Before The Big Grape Reserve was held on April 15, 2010 in downtown Sioux Falls at the Museum of Visual Materials, we met one of those families who have spent the last year in and out of hospitals in Sioux Falls and Rochester. We are happy to introduce you to an 8 year old boy from Sioux Falls battling brain cancer.
I wouldn't say Ian Keisacker has gotten used to all the poking and prodding he's endured in the last 14 months, but I would say this Star Wars Buff is fighting cancer like Darth Maul fights opponents.with the skill of a Jedi. In other words, this 8 year old is one tough little dude. It doesn't hurt that one of his favorite nurse's, Laurie Randall at Avera Children's Hospital, takes such good care of him while she's taking several tubes of blood for lab work.
Ian's Mom Nicole takes us back to February 5th, 2009 when his journey began.
Nicole says, "He had slipped on our wood floors horsing around and bumped his head. He cried and cried and later went to sleep and woke up screaming around 4:30 in the morning. He went unresponsive relatively quickly and we brought him immediately to the Avera McKennan ER. One of the new neurosurgeons just happened to be on that night, Dr. Hamid Abbasi, who is wonderful and he took care of Ian."

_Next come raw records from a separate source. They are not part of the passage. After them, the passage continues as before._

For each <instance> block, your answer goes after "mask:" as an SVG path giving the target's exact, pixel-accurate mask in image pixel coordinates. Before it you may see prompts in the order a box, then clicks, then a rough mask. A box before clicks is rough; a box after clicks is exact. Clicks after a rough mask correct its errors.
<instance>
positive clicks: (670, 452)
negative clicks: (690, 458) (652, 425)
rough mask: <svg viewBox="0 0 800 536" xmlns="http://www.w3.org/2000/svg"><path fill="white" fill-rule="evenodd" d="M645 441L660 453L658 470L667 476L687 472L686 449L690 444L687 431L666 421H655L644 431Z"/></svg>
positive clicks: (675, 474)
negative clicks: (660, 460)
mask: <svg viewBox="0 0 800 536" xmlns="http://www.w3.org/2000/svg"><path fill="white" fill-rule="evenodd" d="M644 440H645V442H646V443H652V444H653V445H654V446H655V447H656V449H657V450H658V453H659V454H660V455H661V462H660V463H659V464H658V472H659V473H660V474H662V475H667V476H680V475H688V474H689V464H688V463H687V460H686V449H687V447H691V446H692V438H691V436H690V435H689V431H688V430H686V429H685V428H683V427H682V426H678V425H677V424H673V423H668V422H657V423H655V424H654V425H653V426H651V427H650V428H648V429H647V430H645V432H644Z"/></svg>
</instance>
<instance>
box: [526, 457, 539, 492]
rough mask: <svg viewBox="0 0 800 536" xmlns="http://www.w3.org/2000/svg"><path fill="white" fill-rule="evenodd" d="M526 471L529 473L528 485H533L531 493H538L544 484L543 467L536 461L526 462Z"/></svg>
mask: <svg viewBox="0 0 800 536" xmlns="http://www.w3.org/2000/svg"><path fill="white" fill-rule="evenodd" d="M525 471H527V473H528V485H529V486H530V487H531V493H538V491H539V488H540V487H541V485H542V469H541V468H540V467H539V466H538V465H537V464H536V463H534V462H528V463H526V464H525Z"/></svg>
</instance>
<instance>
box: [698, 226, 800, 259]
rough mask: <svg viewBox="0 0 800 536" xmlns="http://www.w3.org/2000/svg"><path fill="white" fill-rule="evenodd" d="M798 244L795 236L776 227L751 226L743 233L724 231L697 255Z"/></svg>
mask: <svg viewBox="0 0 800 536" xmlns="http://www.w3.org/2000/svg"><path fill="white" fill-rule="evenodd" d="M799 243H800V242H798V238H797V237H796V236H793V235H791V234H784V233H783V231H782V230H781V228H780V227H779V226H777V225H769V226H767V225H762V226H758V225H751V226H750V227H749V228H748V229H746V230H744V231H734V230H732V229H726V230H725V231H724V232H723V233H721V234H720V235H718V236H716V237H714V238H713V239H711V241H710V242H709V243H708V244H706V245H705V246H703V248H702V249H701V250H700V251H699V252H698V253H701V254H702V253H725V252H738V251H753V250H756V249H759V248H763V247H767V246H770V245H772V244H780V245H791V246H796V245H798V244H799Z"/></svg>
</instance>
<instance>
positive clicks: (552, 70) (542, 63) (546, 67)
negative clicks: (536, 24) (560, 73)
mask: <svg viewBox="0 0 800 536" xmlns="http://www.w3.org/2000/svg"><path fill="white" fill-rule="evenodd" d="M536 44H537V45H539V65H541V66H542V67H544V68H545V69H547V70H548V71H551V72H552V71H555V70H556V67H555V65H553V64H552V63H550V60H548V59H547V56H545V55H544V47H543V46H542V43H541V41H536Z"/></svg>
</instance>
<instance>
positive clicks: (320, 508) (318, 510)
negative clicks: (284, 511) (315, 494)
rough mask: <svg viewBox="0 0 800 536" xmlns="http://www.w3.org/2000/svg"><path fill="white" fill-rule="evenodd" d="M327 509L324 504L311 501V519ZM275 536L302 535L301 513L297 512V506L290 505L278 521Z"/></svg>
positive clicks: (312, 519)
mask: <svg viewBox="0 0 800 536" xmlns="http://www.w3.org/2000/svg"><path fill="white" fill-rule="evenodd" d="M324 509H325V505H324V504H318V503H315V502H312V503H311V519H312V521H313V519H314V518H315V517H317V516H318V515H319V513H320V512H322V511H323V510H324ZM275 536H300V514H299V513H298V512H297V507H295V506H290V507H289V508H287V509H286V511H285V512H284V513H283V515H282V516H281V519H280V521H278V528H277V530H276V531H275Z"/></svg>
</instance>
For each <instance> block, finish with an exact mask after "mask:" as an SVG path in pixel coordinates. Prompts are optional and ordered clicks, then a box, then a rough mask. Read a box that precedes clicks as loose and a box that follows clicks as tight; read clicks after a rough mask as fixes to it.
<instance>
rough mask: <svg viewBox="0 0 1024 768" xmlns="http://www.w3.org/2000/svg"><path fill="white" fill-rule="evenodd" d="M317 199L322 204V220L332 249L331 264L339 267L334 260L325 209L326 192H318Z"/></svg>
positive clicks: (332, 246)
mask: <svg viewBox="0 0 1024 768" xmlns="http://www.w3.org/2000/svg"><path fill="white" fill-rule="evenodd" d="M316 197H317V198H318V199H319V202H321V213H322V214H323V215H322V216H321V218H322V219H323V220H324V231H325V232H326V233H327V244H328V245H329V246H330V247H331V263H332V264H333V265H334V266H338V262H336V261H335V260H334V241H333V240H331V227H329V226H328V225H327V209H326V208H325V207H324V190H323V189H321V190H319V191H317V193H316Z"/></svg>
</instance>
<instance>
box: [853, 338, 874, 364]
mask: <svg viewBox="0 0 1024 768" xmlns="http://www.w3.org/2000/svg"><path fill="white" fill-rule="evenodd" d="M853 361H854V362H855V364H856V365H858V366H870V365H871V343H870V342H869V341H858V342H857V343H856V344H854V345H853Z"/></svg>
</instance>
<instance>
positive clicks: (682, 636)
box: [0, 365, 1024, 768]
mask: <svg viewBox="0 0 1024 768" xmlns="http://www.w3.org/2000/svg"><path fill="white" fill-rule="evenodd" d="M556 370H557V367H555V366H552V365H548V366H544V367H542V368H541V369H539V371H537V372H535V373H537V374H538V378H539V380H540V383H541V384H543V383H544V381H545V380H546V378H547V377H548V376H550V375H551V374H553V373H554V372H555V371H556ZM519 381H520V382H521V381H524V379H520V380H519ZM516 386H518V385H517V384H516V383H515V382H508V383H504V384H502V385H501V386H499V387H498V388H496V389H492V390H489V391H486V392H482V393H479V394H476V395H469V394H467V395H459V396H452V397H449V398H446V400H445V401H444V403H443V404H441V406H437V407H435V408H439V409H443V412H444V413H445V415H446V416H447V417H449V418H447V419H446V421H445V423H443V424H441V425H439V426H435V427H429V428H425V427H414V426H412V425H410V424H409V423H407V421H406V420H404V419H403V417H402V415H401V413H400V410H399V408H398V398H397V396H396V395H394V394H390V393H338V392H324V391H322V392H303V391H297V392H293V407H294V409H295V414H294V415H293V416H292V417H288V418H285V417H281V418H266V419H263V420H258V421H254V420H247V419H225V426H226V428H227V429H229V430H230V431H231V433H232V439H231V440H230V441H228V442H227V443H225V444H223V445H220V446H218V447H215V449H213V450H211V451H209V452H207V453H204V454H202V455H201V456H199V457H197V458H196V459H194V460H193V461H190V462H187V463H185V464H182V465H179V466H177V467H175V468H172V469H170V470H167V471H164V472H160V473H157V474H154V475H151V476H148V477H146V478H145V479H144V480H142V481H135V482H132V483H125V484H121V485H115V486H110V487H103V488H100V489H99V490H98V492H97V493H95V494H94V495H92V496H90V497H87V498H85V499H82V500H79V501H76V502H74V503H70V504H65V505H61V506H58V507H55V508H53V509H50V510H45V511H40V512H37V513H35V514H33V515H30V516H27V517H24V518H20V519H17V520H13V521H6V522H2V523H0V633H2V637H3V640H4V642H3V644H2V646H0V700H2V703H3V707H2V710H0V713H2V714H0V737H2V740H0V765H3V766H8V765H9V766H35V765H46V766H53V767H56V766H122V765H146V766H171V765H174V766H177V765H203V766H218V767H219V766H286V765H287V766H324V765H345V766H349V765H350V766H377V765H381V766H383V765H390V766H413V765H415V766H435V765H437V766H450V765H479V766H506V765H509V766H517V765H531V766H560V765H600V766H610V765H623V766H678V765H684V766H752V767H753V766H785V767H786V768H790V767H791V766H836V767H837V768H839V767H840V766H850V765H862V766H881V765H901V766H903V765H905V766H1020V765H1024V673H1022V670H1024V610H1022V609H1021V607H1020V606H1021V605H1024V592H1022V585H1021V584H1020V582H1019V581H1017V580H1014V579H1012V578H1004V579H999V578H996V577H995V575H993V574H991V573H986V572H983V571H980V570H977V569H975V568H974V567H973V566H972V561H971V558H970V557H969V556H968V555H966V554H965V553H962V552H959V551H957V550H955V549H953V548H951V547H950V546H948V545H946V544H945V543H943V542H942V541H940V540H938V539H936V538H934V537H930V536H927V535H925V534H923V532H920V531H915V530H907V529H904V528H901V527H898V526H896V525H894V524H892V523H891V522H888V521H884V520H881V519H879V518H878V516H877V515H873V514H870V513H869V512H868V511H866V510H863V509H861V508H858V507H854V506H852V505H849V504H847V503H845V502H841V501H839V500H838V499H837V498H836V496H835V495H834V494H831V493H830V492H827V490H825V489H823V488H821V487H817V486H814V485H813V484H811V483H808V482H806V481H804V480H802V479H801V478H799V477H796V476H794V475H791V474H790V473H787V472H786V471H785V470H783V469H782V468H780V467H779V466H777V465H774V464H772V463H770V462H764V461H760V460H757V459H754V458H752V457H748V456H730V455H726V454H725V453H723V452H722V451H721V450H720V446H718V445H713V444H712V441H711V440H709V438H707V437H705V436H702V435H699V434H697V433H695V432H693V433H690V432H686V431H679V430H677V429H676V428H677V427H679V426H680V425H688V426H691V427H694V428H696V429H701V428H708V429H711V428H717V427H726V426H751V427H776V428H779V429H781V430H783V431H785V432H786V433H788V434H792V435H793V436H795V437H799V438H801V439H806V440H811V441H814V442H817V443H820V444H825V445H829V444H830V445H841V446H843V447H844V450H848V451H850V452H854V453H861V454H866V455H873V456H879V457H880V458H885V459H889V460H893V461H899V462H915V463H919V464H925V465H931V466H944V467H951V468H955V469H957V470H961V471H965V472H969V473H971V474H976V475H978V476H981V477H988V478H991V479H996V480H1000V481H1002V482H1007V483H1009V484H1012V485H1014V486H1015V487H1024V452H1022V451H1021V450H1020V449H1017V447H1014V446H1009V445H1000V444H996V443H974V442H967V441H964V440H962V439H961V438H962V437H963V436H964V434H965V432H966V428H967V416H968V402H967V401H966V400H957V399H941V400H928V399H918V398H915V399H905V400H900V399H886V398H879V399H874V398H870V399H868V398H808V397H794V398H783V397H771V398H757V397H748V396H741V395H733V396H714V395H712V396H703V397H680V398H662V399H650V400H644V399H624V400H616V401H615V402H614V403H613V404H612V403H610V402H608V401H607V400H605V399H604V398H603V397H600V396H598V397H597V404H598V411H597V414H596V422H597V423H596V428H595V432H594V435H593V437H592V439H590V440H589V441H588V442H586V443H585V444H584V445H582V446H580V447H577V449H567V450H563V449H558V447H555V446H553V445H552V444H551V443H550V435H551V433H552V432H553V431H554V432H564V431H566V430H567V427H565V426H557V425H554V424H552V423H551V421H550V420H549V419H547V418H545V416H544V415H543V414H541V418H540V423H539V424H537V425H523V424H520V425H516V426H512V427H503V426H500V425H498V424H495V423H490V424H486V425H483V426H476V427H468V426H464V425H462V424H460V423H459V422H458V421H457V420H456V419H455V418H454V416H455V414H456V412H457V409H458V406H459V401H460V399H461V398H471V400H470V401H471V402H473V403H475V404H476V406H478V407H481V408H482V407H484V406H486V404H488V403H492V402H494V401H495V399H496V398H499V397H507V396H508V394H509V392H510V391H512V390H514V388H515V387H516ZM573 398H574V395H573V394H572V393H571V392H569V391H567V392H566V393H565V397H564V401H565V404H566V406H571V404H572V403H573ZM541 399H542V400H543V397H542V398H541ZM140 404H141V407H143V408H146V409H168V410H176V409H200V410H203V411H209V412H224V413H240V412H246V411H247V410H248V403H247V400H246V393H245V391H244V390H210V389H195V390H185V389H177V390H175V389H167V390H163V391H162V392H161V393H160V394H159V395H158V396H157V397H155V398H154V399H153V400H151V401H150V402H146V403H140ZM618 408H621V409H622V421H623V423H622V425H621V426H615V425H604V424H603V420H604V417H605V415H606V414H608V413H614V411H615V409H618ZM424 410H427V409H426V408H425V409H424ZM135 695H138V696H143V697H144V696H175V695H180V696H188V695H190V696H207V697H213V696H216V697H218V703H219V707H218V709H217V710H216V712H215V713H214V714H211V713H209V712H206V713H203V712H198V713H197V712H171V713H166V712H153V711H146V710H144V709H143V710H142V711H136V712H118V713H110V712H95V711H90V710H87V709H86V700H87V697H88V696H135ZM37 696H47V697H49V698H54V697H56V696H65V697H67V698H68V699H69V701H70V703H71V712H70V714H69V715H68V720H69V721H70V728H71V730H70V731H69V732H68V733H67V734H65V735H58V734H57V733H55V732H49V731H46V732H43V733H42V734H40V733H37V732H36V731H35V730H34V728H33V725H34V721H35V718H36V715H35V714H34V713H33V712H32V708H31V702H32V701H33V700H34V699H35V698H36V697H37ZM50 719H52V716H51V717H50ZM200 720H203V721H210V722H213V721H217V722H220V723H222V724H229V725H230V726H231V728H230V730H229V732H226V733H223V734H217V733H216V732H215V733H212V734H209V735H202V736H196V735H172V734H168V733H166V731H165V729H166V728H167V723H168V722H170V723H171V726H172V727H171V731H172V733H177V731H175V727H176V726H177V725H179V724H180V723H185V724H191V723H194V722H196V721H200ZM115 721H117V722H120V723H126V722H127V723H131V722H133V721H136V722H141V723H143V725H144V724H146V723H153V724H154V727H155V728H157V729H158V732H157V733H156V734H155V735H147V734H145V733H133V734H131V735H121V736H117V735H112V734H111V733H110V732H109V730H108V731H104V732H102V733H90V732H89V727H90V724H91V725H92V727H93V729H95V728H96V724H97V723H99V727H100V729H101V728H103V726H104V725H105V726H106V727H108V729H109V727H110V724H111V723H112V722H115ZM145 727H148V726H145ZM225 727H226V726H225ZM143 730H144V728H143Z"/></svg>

Ian says, "I don't remember too much."
It took a 7 hour surgery for a team of specialists at Avera McKennan to remove a brain tumor in the back of Ian's head near his brain stem that was the size of a golf ball. In the next year, the Keisackers would shuttle between here and Mayo where Ian had his chemo and radiation treatments.
Ian says, "I'm good now."
Ian's Dad Rob Keisacker Jr. says, "As you can see he is full of energy and he's getting back to normal, but doctors say in can take months to a year to get his weight, energy, and his sleeping patterns really back to normal. We just cherish everyday and we've glad he's here to work with everyday."
Nicole says, "It's been wonderful here. We've had great physicians. We couldn't ask for better staff. They communicate well. The staff is happy and energetic. It's just been great."
The Keisackers were believers before any of this happened, but they certainly credit the physicians and staff of Avera Children's with being the working hands of God in saving their son's life.
Ian and his family got back from Rochester with great news: all his scans were clean and his port was removed. So now he will go back to Mayo once every 3 months to make sure everything is still going great.